When parents ask me what they can work on at home with their students, I think they usually have academics in mind. I teach my daughter reading and math at home, and I am happy for the parents of my students to take on ABCs and 123s at home as well. But when I hear "What should we be working on?" it's social and behavior skills that always come to mind. I suspect that's true for many teachers, whether they are teaching 3 year olds or 13 year olds. The more our students know how to get along with others, follow directions, and be a part of a group, the more teaching we teachers can do.
Accordingly, my top goals for 3 year olds are mostly social and behavioral. I would put "following directions" or "being a first-time listener" at the top of the list, but these goals are meant to be more granular and approachable. My goal is to help parents know where to set the bar. Three-year-olds were non-verbal toddlers just a minute ago. Their parents think about where they've come from and see so much growth that I think it's hard for them to remember to keep inching the bar up on what they expect their children to be able to do. In fact, I think remembering to move the bar and knowing where to set it is the predominate challenge of contemporary parenthood. With smaller families and more spread out extended families, we just aren't around kids that much until we become parents, and so we're always flying by the seat of our pants.

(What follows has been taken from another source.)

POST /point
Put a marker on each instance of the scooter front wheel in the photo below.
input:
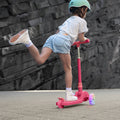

A final note on my goals is that they include two important hygiene goals, not putting hands and toys in your mouth and coving your coughs and sneezes. The pandemic has made me more painfully aware of the need to teach and enforce hygiene standards, but these goals have always been and will continue to be super important. Kids don't just get sick more because they have weaker immune systems; they get sick more because they encounter more germs. That's why children in childcare get sick more than children at home. And childhood illness should not be viewed positively with an eye towards building up their immune systems. There are so many viruses, like the flu and the common cold, that evolve too fast for natural immunity to fully protect us. That's why childcare workers get sick more than other professionals, even though they've had years to build their immune systems. They just encounter more germs. Teaching your child to keep their hands out of their mouth is like wearing a mask. It benefits everyone around them.